6 comments

  • userbinator 23 minutes ago
    It doesn't even look like particularly optimised Asm (could immediately spot a few savings, despite how horrible GAS syntax is to read...), but is definitely not "compiler slop"[1] either, which shows just how inefficient the majority of programs actually are. Of course even the ELF header takes up a significant amount of space, but this reminds me of how PC magazines would print short listings of utilities like this, often a few dozen up to a few hundred bytes at most --- in DOS .COM format, which is headerless and thus pure machine instructions.
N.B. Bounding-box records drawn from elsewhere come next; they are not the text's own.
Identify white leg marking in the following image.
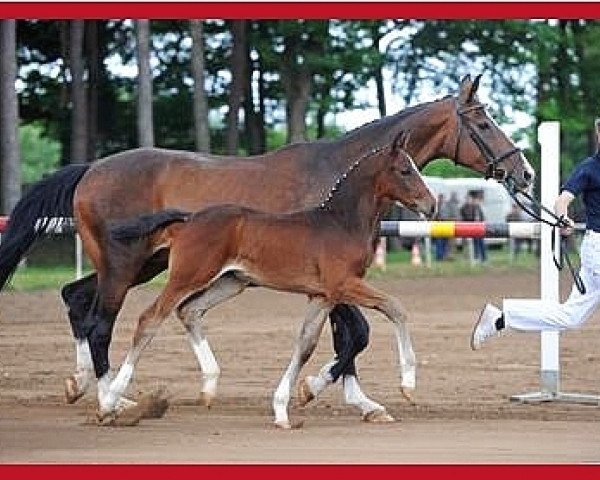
[73,339,94,394]
[273,299,331,428]
[344,375,385,415]
[181,275,246,402]
[306,359,337,398]
[98,354,134,413]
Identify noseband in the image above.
[454,103,521,182]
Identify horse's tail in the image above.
[0,164,90,290]
[110,209,191,243]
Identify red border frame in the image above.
[0,1,600,20]
[0,464,600,480]
[0,1,600,480]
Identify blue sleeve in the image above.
[561,162,588,196]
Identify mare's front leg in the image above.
[178,274,247,407]
[98,287,180,425]
[342,278,417,403]
[61,274,96,403]
[273,298,331,429]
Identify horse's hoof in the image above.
[274,420,292,430]
[200,392,215,408]
[400,387,416,405]
[363,410,396,423]
[275,420,304,430]
[137,389,169,418]
[65,375,85,405]
[298,378,315,407]
[96,407,142,427]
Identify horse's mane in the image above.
[319,140,395,209]
[340,95,453,140]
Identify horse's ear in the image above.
[458,75,479,105]
[392,131,404,154]
[469,74,481,102]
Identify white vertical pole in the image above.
[538,122,560,393]
[75,232,83,280]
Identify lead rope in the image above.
[503,178,586,295]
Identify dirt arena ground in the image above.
[0,273,600,464]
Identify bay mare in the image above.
[98,141,436,428]
[0,73,533,422]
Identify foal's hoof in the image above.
[200,392,215,408]
[400,387,416,405]
[137,389,169,418]
[96,407,142,427]
[363,410,396,423]
[297,377,315,407]
[65,375,85,405]
[274,420,304,430]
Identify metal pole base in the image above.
[510,392,600,407]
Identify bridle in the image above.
[454,103,521,182]
[454,103,586,294]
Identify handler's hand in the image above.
[560,215,575,236]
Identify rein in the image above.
[502,178,586,295]
[454,103,586,295]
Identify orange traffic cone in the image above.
[373,237,387,272]
[410,242,421,267]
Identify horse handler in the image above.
[471,118,600,350]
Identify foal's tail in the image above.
[0,164,90,290]
[110,209,191,243]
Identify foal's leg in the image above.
[273,298,331,429]
[178,275,247,407]
[298,304,394,422]
[342,278,417,402]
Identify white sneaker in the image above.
[471,303,502,350]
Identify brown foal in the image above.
[98,139,436,428]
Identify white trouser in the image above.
[502,231,600,331]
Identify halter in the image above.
[454,103,521,181]
[454,103,586,294]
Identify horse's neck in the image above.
[330,98,454,168]
[320,159,387,238]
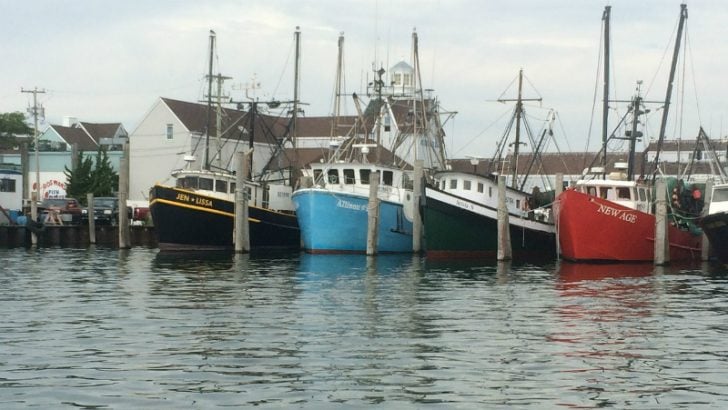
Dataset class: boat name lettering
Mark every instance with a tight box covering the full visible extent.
[455,199,473,210]
[597,204,637,224]
[175,193,212,208]
[336,199,367,211]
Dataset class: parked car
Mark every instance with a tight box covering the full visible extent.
[38,198,81,225]
[81,196,131,226]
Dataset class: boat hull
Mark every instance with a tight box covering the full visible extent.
[554,189,702,262]
[149,185,300,250]
[291,188,412,253]
[422,187,556,258]
[700,212,728,264]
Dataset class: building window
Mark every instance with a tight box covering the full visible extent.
[0,178,15,192]
[382,171,394,186]
[359,169,372,185]
[344,168,356,185]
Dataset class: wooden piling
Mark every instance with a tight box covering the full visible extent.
[234,151,252,253]
[30,191,40,247]
[412,159,425,253]
[86,193,96,244]
[119,142,131,249]
[367,172,379,255]
[654,178,670,265]
[700,179,713,261]
[554,172,564,198]
[498,175,513,261]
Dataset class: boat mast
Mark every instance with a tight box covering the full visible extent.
[643,4,688,178]
[627,81,643,181]
[291,26,301,149]
[412,30,425,161]
[511,69,523,188]
[602,6,612,176]
[331,31,344,138]
[203,30,215,170]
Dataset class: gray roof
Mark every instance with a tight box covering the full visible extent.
[50,125,98,151]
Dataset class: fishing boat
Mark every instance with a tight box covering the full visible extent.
[422,171,556,258]
[292,33,444,253]
[422,70,556,258]
[149,32,300,251]
[554,5,702,262]
[700,183,728,264]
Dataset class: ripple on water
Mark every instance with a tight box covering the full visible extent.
[0,248,728,409]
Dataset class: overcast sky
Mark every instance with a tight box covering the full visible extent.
[0,0,728,158]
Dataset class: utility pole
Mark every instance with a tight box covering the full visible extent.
[20,87,45,245]
[20,87,45,199]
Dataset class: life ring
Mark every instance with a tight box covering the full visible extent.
[25,218,45,234]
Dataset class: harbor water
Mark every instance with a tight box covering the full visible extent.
[0,248,728,409]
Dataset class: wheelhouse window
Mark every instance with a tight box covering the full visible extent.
[637,188,647,202]
[382,171,394,186]
[711,189,728,202]
[344,169,356,185]
[599,187,616,200]
[197,178,212,191]
[0,178,16,192]
[359,169,372,185]
[177,177,199,189]
[326,169,339,184]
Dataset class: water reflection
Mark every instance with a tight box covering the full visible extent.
[0,249,728,409]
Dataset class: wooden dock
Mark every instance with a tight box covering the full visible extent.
[0,225,157,248]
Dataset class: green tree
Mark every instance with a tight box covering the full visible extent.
[0,111,33,149]
[92,149,119,196]
[64,148,119,204]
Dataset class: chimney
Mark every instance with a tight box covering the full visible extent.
[63,116,78,127]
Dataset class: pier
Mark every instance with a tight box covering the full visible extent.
[0,224,157,248]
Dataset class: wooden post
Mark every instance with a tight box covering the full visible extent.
[119,142,131,249]
[554,172,564,198]
[86,193,96,244]
[367,171,379,255]
[498,175,513,261]
[654,178,670,265]
[412,159,425,253]
[30,190,39,247]
[700,179,713,261]
[239,151,251,253]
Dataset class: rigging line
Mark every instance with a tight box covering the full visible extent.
[582,19,606,160]
[453,108,512,155]
[273,37,296,99]
[523,74,543,107]
[685,26,703,124]
[644,13,680,97]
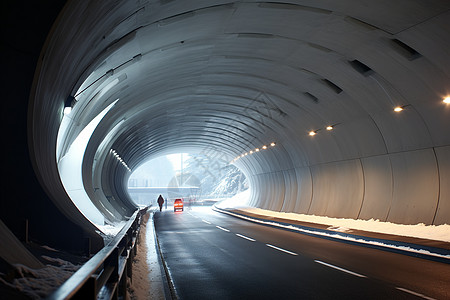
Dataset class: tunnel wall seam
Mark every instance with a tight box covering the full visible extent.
[255,146,450,224]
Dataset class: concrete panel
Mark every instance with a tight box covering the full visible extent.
[294,167,312,214]
[281,169,298,212]
[308,159,364,219]
[387,149,439,224]
[433,146,450,225]
[358,155,392,221]
[373,106,432,153]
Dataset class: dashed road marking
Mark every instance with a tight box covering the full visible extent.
[396,287,435,300]
[266,244,298,255]
[236,233,256,242]
[216,226,230,232]
[315,260,367,278]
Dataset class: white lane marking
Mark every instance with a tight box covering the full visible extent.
[396,287,435,300]
[315,260,367,278]
[216,226,230,232]
[236,233,256,242]
[266,244,298,255]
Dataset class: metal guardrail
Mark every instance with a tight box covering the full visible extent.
[47,208,147,300]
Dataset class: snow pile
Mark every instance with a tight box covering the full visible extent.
[216,211,450,260]
[0,256,81,299]
[216,189,250,210]
[216,189,450,242]
[244,207,450,242]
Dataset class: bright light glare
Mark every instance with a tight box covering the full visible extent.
[64,106,72,115]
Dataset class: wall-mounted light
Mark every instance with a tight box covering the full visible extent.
[230,142,277,163]
[109,149,131,172]
[64,96,76,115]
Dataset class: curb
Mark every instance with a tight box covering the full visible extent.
[213,205,450,264]
[152,212,179,300]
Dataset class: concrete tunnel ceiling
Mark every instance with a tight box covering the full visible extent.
[29,0,450,232]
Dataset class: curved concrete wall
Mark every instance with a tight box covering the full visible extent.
[251,146,450,225]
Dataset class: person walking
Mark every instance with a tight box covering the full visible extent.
[158,195,164,211]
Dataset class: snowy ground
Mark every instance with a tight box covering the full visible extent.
[0,256,81,299]
[217,190,450,242]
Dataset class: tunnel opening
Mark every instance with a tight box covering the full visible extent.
[127,153,249,206]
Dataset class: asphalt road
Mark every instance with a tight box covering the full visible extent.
[154,207,450,299]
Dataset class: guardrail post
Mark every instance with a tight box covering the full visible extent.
[71,275,97,300]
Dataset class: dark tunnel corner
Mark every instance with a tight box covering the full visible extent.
[0,0,103,255]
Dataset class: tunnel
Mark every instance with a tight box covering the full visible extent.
[1,0,450,296]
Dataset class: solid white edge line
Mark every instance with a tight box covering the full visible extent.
[216,226,230,232]
[236,233,256,242]
[314,260,367,278]
[266,244,298,255]
[396,287,436,300]
[215,207,450,259]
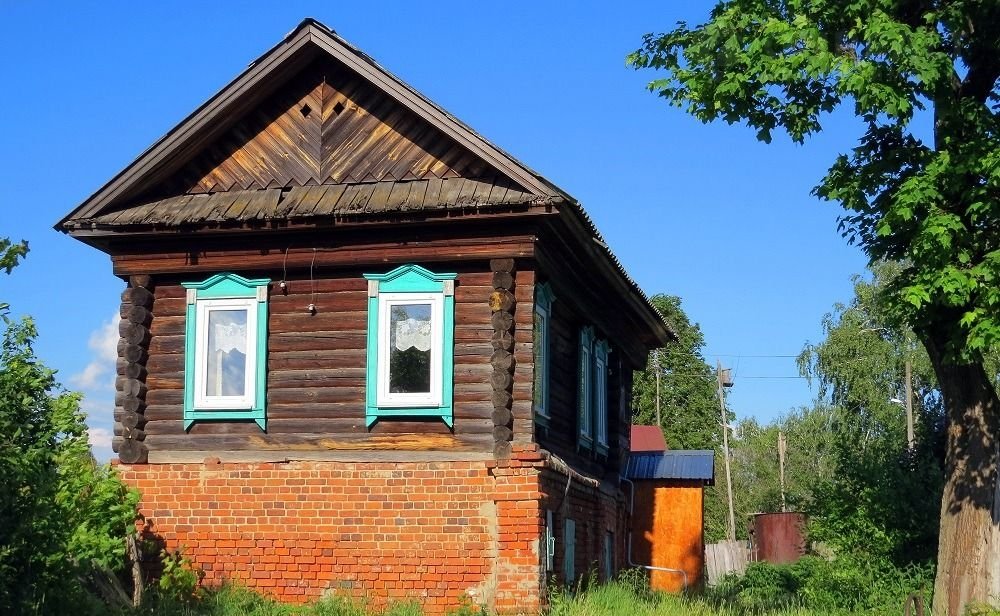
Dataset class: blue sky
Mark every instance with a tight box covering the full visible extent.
[0,0,866,457]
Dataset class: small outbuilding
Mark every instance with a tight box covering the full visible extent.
[625,442,715,592]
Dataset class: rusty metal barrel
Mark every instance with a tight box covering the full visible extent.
[751,512,806,565]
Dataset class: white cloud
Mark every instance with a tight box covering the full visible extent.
[69,313,121,390]
[87,428,115,464]
[87,428,111,449]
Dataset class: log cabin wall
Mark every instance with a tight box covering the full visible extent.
[535,287,632,479]
[115,251,533,462]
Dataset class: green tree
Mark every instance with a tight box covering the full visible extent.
[628,0,1000,614]
[0,239,138,614]
[799,263,944,567]
[632,295,722,449]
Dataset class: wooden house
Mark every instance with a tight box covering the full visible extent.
[624,448,715,592]
[57,20,672,612]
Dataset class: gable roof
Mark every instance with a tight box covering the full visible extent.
[55,19,676,340]
[629,424,667,452]
[56,19,568,232]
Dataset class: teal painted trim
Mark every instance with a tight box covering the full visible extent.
[364,264,458,428]
[181,273,271,432]
[181,273,271,299]
[364,264,458,293]
[577,325,594,449]
[441,295,455,428]
[531,282,556,428]
[365,297,378,418]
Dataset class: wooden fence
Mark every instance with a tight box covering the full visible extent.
[705,541,750,586]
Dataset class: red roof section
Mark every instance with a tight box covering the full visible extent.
[631,425,667,452]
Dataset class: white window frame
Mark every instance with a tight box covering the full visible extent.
[532,294,551,419]
[577,327,594,449]
[194,297,257,410]
[376,293,444,408]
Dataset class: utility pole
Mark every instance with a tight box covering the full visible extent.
[906,360,916,451]
[653,349,663,430]
[778,430,788,513]
[715,360,736,541]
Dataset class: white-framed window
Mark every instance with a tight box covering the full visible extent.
[543,509,556,574]
[194,298,257,410]
[593,340,609,454]
[563,518,576,586]
[364,264,458,428]
[181,273,270,430]
[532,284,555,425]
[377,293,444,408]
[577,327,594,449]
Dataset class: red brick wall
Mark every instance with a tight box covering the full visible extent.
[118,452,543,614]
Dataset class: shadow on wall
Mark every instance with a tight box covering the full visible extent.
[632,480,705,592]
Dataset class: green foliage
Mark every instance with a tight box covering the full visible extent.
[0,243,138,614]
[0,237,28,316]
[628,0,1000,362]
[0,237,28,274]
[632,295,722,449]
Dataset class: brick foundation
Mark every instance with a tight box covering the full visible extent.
[118,450,622,614]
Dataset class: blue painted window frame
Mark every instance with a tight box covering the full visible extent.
[576,325,594,449]
[181,273,271,432]
[531,283,556,426]
[364,264,458,428]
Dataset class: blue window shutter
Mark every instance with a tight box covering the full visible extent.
[577,327,594,449]
[532,283,555,426]
[592,340,609,455]
[181,273,271,430]
[563,518,576,586]
[544,510,556,573]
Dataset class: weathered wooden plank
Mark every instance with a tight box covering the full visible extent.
[145,424,493,454]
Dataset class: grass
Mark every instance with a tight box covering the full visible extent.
[129,578,868,616]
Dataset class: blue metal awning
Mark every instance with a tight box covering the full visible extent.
[625,449,715,485]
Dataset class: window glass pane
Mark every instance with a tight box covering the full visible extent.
[389,304,431,394]
[531,312,545,410]
[205,309,249,396]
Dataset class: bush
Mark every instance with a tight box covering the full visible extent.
[0,312,138,614]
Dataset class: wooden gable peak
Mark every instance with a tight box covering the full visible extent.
[56,19,575,233]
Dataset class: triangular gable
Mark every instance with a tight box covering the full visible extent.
[161,59,498,195]
[57,19,573,230]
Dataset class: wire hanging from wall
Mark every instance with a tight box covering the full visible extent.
[278,246,291,295]
[309,248,316,314]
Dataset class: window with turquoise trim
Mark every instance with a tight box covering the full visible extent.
[532,284,555,426]
[182,274,271,430]
[364,265,457,427]
[593,340,610,455]
[576,327,594,449]
[577,326,611,455]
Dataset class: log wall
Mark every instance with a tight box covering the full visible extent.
[115,262,532,461]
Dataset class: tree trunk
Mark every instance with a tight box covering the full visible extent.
[927,344,1000,616]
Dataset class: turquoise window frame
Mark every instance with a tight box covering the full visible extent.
[531,283,556,427]
[181,273,271,432]
[364,264,458,428]
[576,325,594,449]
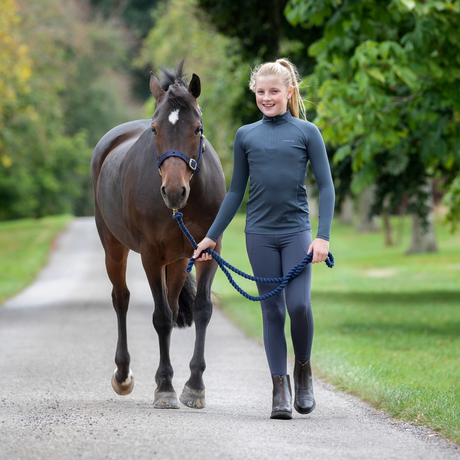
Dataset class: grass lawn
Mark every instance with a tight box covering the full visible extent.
[213,215,460,442]
[0,215,72,302]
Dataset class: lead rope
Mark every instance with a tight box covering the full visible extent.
[173,210,335,301]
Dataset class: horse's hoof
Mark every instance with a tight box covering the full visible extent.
[153,391,179,409]
[180,385,206,409]
[112,369,134,396]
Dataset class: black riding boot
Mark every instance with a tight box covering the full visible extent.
[270,375,292,420]
[294,359,316,414]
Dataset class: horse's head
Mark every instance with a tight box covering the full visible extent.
[150,64,203,209]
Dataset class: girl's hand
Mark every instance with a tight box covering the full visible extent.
[193,238,217,261]
[308,238,329,264]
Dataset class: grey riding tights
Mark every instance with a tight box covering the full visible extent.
[246,230,314,375]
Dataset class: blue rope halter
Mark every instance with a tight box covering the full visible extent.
[173,210,335,301]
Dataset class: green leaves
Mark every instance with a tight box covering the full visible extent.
[285,0,460,229]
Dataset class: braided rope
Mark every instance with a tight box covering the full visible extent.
[173,211,335,301]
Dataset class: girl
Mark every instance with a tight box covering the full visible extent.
[193,59,335,419]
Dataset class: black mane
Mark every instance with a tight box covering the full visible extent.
[161,60,194,107]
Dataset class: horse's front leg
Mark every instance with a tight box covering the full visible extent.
[180,260,217,409]
[142,254,179,409]
[96,218,134,395]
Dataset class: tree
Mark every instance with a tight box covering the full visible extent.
[285,0,460,243]
[0,0,144,219]
[138,0,243,178]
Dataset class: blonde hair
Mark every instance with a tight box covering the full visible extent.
[249,58,307,120]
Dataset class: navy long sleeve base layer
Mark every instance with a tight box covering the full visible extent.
[207,111,334,241]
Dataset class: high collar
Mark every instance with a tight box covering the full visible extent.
[262,110,292,124]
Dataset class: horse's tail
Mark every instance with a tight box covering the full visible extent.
[176,273,196,327]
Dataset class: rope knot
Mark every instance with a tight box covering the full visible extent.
[173,209,335,301]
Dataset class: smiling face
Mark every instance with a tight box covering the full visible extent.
[255,75,294,117]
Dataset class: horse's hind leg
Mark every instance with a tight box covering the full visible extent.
[180,261,217,409]
[101,225,134,395]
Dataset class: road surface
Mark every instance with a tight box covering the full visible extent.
[0,218,460,460]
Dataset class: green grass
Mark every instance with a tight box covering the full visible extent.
[0,215,72,302]
[213,216,460,442]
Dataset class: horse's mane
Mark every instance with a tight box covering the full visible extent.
[161,60,194,107]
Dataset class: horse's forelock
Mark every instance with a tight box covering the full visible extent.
[161,61,187,91]
[161,61,194,108]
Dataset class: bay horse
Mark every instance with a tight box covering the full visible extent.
[91,61,226,409]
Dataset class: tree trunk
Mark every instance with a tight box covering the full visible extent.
[339,196,353,225]
[407,183,438,254]
[358,187,379,233]
[382,213,394,246]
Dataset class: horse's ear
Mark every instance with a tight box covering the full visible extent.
[150,72,165,102]
[188,74,201,99]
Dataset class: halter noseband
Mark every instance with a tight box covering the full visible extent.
[153,107,206,179]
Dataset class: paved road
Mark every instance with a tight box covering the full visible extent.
[0,218,460,460]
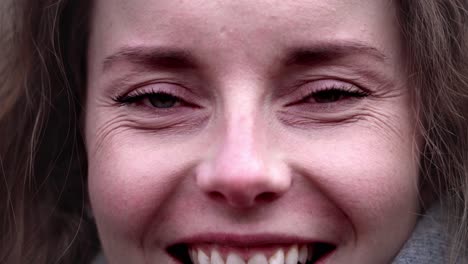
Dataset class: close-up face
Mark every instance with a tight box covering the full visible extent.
[85,0,421,264]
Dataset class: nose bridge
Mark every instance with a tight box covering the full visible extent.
[198,82,290,207]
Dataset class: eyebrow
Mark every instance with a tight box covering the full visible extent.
[103,41,387,71]
[284,41,387,66]
[103,47,197,72]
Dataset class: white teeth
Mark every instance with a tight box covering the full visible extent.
[211,249,224,264]
[188,245,313,264]
[284,245,299,264]
[299,245,309,264]
[247,254,268,264]
[269,249,284,264]
[198,249,210,264]
[189,248,199,264]
[226,253,247,264]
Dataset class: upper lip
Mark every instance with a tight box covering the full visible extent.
[169,233,336,247]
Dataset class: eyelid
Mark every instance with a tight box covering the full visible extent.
[286,79,370,105]
[113,82,195,103]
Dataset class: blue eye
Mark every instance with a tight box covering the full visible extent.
[146,93,180,108]
[308,88,367,104]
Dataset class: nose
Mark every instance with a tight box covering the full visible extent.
[197,111,291,208]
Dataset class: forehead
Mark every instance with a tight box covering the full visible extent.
[88,0,399,74]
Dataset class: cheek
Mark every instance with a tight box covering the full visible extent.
[88,129,194,239]
[288,107,419,245]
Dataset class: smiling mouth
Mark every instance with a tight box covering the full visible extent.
[167,242,336,264]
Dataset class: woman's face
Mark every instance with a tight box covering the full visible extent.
[86,0,419,264]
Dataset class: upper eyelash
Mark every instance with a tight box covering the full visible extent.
[112,90,183,105]
[309,86,369,97]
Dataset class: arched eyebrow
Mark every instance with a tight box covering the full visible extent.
[283,41,387,66]
[103,46,197,72]
[103,41,387,72]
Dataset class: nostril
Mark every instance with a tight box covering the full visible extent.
[255,192,278,202]
[208,192,224,201]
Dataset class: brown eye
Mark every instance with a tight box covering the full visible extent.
[148,93,179,108]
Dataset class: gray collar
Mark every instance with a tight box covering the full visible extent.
[392,204,468,264]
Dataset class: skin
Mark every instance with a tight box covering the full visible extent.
[86,0,419,264]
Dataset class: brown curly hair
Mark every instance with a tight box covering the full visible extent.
[0,0,468,264]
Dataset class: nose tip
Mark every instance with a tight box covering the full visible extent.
[198,160,291,208]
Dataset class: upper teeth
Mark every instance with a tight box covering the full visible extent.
[190,245,312,264]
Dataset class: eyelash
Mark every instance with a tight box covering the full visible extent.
[112,87,192,109]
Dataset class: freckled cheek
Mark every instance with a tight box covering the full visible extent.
[88,141,188,239]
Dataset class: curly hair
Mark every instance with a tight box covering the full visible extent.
[0,0,468,264]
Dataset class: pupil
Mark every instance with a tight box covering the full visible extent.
[148,93,177,108]
[312,90,343,103]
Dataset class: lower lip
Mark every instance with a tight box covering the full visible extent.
[315,248,336,264]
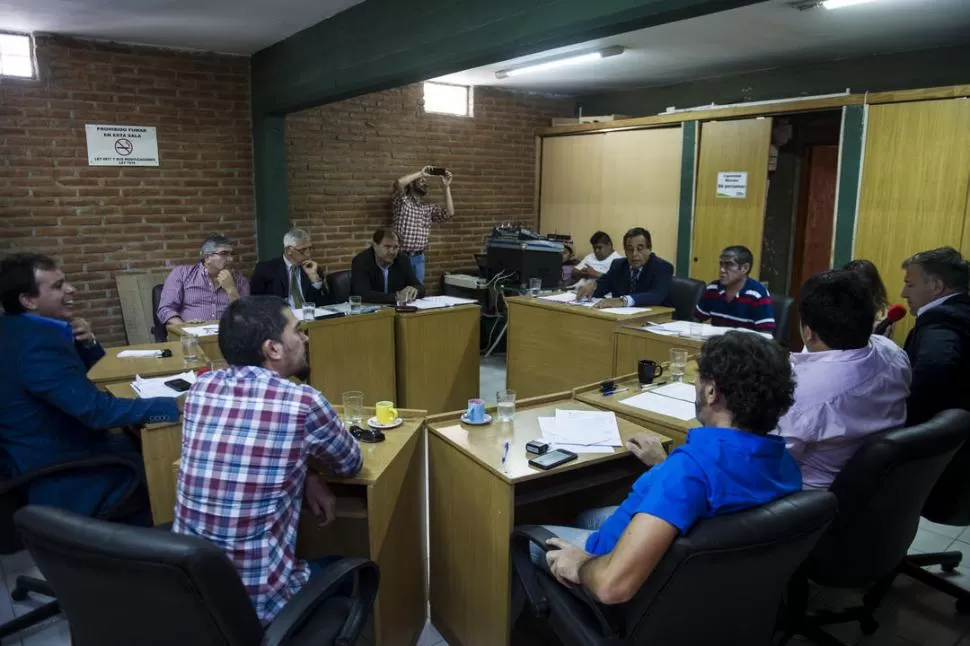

    [1] In the late 80s and early 90s, the battle between those writing handwritten Asm and those using compiled HLLs has many similarities to AI-generated vs non-AI code today.

  • vparseval 2 hours ago
    Love it! It's entirely inapplicable and useless to me but it embodies the spirit of Show HN and what the spirit of programming in the 80s and 90s was.
  • Eric_Xua 1 hour ago
    Love this kind of tiny, over‑engineered hack—totally impractical, but pure Show HN energy.
  • emanuele-em 2 days ago
    301 bytes! The base64 one-liner install is a nice flex. Accepting an infinite loop when energy_full doesn't exist is peak code golf, perfectly reasonable when every byte counts. Is there a writeup on the assembly somewhere?
    • sjdv1982 1 hour ago
      Haha this is great!

      What about adding a Make rule to auto-generate the one-liner install from the binary?

    • zahlman 2 hours ago
      The xz step doesn't seem to be doing very much, though. It seems the decoded data is currently 278 bytes versus a 298-byte decompressed result.
  • captn3m0 2 hours ago
    I have a use for this: A somewhat portable one-liner to go in my waybar/sway/i3 configs!